El baile del tigre caught my eye as books with cats on the covers always do. The cover shows a tiger dancing with a little girl. I once tried to “commission” my sister to paint a portrait of me sitting in a cat’s lap, the cat reading me a story. I suppose I always fancied interacting with animals that way, in a fantasy world. At any rate, I borrowed El baile del tigre from the school library and was enamored by the story and the drawings. This book now carries a special memory; I had the pleasure of hearing my own mother read it to my students.
Originally published in English as The Dancing Tiger, Malachy Doyle creates a precious story of a little girl who discovers a tiger dancing in the forest in the moonlight. You can only see him when it’s quiet and the moon is full. One night, the little girl ventures out into the woods and surprises the tiger in mid-dance. He whispers to her not to tell anyone what she has seen. He promises that, if she keeps the secret, she can return to dance with him when the moon is full. And from then on, the little girl visits with the tiger once a month, season after season, to dance as only a little girl and a tiger can.
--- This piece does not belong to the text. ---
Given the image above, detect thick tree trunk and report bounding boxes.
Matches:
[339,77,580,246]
The illustrations by Steve Johnson and Lou Fancher are truly special, in particular the scene where tiger and little girl waltz in the newly fallen snow, leaving their prints. This book is translated very well. The poetic text is perfect for teaching mood, setting, and descriptive language. One could even integrate the concept of seasons and phases of the moon. Personification also comes to mind, as we’ve recently discussed examples of this in my class.
In the end, the narrator is revealed as an old woman who brings her granddaughter to the forest, to continue enjoying this wonderful fantasy. The woman sits and beholds the magic of the little girl and the dancing tiger in the moonlight.
Last week, our school held a special day-long reading event, with invited guest readers. I seized the opportunity to bring my own parents to school to read to my students. I handed my mother this book to read to my fourth graders. She was wonderful, pausing to show the pictures, holding the book up for all to see. She read to my class as if she were reading to her own grandchildren. While she read to my students, I hoped that for a moment, they would remember their own grandmothers. I know that Mami and I both tucked the moment away in that place of special memories.